Introduction to Databases in Python (sqlalchemy course)

Understanding how to work with databases is a crucial skill for software development, especially when dealing with applications that require persistent data storage and retrieval. The course Introduction to Databases in Python would be useful for anyone looking to build software with Python, as it provides the necessary knowledge to interact with databases effectively.

For those specifically interested in software development with Python, the following tracks would be most relevant:

Python Programming: This track is designed to improve your Python programming skills and covers a range of topics from optimizing code to understanding software engineering concepts. It's a good fit for someone looking to enhance their programming capabilities in Python.
Python Developer: This track is tailored for those aiming to become Python developers. It includes learning how to manipulate data, write efficient Python code, and work with various Python libraries that are useful for tasks such as web development, data analysis, and task automation.
Software Engineering for Data Scientists in Python (Practice): This practice module focuses on software engineering principles that are important for data scientists, which would also be beneficial for software developers.

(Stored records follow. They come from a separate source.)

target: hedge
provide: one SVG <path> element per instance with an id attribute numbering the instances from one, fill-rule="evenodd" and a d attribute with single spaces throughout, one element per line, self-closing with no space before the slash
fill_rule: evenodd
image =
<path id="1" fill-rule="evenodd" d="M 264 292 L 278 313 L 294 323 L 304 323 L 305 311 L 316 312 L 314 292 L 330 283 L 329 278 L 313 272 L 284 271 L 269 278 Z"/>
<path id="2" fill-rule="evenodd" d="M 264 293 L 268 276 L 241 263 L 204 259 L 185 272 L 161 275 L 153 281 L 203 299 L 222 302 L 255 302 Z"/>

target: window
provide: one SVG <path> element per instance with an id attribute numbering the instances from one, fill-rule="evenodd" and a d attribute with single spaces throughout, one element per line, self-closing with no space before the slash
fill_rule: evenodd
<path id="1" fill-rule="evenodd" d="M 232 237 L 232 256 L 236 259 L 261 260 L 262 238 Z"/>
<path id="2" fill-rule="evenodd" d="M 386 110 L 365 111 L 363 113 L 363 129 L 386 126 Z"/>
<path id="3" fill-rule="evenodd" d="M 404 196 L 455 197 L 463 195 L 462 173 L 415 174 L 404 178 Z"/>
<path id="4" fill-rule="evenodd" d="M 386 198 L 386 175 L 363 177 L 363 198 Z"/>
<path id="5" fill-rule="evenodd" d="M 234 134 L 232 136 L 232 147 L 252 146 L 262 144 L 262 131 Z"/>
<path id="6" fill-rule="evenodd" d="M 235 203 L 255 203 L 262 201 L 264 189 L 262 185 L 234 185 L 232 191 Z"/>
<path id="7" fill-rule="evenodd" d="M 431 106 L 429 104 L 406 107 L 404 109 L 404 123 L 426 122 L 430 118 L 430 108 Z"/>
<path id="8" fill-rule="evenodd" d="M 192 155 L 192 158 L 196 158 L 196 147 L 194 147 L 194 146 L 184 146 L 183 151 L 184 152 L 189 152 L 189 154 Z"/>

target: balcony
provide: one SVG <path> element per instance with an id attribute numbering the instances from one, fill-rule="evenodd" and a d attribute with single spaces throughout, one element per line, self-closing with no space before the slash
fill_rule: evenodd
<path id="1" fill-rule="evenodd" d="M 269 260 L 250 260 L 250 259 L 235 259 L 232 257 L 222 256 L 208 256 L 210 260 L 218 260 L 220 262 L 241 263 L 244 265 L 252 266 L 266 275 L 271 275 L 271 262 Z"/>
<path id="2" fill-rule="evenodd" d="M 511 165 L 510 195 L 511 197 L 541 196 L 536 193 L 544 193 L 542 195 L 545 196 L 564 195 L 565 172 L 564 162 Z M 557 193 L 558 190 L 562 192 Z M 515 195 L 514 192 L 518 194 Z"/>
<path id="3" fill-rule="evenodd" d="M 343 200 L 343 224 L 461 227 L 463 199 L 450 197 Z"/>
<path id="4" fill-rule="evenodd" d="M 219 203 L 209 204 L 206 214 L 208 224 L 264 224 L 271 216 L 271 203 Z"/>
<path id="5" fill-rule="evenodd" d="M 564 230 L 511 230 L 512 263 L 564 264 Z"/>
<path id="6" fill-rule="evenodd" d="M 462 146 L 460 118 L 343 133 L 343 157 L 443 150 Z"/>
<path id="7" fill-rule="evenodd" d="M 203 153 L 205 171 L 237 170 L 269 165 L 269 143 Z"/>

These tracks and practices can help you build a strong foundation in Python programming and software development principles, which, when combined with database skills, will enable you to create robust and scalable software applications.

Create a result set from the census table in the census.sqlite dataset

# Import the necessary libraries
from sqlalchemy import create_engine, MetaData, Table, select

# Create an engine to connect to the SQLite database - this is a common interface for the database
# In general, connection strings have the form "dialect+driver://username:password@host:port/database"
engine = create_engine('sqlite:///datasets/census.sqlite')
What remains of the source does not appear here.